Fortunatamente, però, un’altra delle sue idee renderà il fallimento memorabile. In quasi tutte le foto ad oggi reperibili Haemmerle è ritratto – sorridente, muscoloso e con un famigliare ciuffo «a banana» – con una particolarissima chitarra a forma di razzo spaziale, dal design slanciato e con il manico a punta proteso verso il cielo. Una trovata ironica e quanto mai attuale, in tempi in cui gli Stati Uniti si preparavano a sbarcare sulla luna. Ma, soprattutto, un’invenzione che è stata anticipatrice: la prestigiosa chitarra elettrica Gibson Flying V – tipicamente usata da gruppi hard rock e metal come Kiss e Metallica – con la sua forma squadrata e appuntita ricorda, infatti, molto da vicino il curioso esemplare, seppur acustico, ideato da Johnny. Si dice anche che, giustamente, ne fosse gelosissimo, e che sognasse in maniera ricorrente il furto del suo strumento: per questo motivo ne produsse due esemplari, oggi oggetto del desiderio dei collezionisti più fanatici.
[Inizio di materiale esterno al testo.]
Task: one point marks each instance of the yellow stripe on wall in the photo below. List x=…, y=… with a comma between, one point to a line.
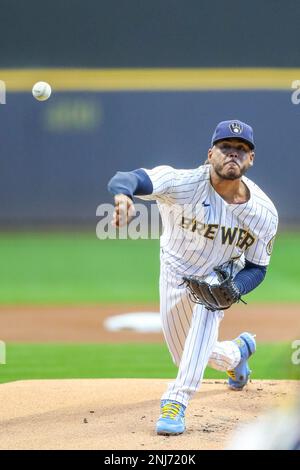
x=152, y=79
Ma non è finita qui: negli anni Settanta la disperata ricerca del successo portò Haemmerle anche sul grande schermo, il più delle volte nel ruolo di semplice comparsa: tra i tanti film a cui ha partecipato è possibile citare Serpico, il capolavoro di Sidney Lumet con Al Pacino nella parte del poliziotto protagonista, La Tigresa, una misteriosa e introvabile pellicola di Glauco del Mar, e Crazy Joe, una sceneggiatura italo-americana dedicata a Joseph Gallo – lo stesso gangster a cui Bob Dylan si ispirò per la scrittura del suo brano Joey – diretta dal grande regista Carlo Lizzani.
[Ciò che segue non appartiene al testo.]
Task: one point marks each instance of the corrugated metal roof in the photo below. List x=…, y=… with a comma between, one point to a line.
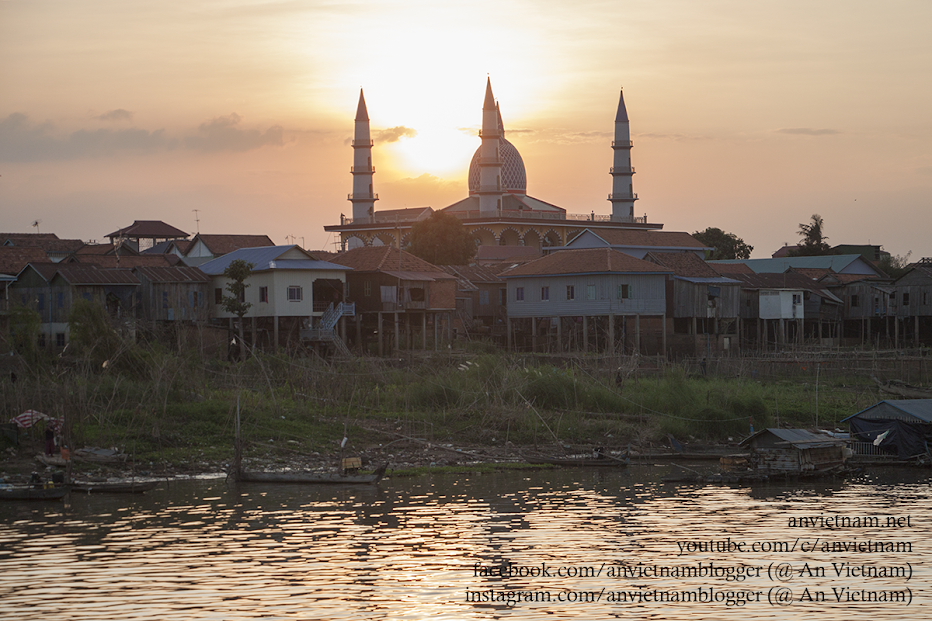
x=920, y=409
x=797, y=438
Man mano che il successo di Elvis aumentava e il suo, al contrario, non ingranava, il pensiero della parentela di lusso si fece sempre più assillante e morboso. In un’intervista rilasciata a un tabloid inglese, Johnny H racconterà di aver incontrato Presley, nel 1964, e di aver discusso con lui per ore del misterioso e inspiegabile rapporto che li legava (Elvis raramente parlava del fratello); nella stessa intervista racconterà anche di strane apparizioni e di incubi inquietanti – tutti sulla presenza di fratelli gemelli – e di un incontro con l’analista Ann Fisher in cui aveva rievocato l’infanzia a Tupelo prima dell’adozione. Al culmine della sua innocente follia, arriverà addirittura a cambiare nome – pratica relativamente diffusa negli Stati Uniti – diventando una volta per tutte Jesse Garon Presley. Vivrà gli ultimi anni della sua vita esibendosi come musicista a livello locale, arrivando anche a vincere un premio nella città di Albany per un’interpretazione di Kentucky Rain, un celebre brano di – guarda caso – Elvis.
Johnny – o Jesse, come avrebbe voluto lui – è morto nel 2003 a Stanford, una piccola città nello Stato di New York dove risiedeva con la sua famiglia.